Blow the wind southerly

I hate the cold.  It HURTS.  I love heat.  The hotter the better.  My ideal climate is somewhere like the Sahara desert.  Boiling.  I want to crack an egg on the pavement and watch it fry.  I want all windows open all day and all night with a giant fan whooshing from the ceiling.  I want sweat to be pouring off me in cataracts.  I want to be able to remove the six layers of clothing I wear most of the year to fend off a hypothermic coma. I want to be able to switch off the central heating so the gas bill doesn’t bankrupt us.  I want it to be so hot the Bay evaporates and Carwyn Jones spontaneously combusts. Preferably while he’s standing at his First Minister’s rostrum giving the UK government his usual hard-hitting message: “You are being so horrible to Wales – do continue.”

Cardiff is on the same latitude (51°N) as freezing Newfoundland and Kamchatka.  We only have a reasonably temperate climate thanks to the Gulf Stream and the Jet Stream bringing comparatively warm currents of water and air from the west.

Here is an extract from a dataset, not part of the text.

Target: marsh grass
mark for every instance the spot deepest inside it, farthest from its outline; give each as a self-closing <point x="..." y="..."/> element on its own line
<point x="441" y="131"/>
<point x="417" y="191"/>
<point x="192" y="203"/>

Without those benign influences Cardiff would have the average temperatures of Ottawa and would thus, for me at least, be uninhabitable.  This diabolical, never-ending Winter, coming after last year’s non-existent Summer, is testing my Cardiff credentials to breaking point.

Every morning when I wake I look out of the window at the chimneys of the Celsa Works to see which way the CO2’s blowing.  Day after day, month after month, the air flow is from the east, the north or, worst of all, the dreaded north-east – meaning the plume drifts off towards Devon. I need it to be coming my way, because that would mean the air is coming from the south or the west. Sod the particulates; I’d happily take lungfuls of ’em just to feel warm. Oh for the balmy zephyrs, sweet breath and sensuous massage of a gigantic high pressure system over the Azores!

Man-made climate change is a scientific fact, disputed only by the petrochemical industry, Nigel Lawson, Sarah Palin and my father. Australia burns, America parches, Asia floods, Africa starves, Pacific islands drown, ice-caps dissolve, glaciers retreat, storms get more extreme…and world governments do nothing. Wales, without a voice in global affairs, is a powerless onlooker. And, typical of Welsh luck, we won’t even get the short-term bonus of higher temperatures. The Atlantic currents are switching off and our prevailing weather increasingly comes from Siberia. Here it will be global cooling. Much more of this and I’m off to Timbuktu – if Mali will have me.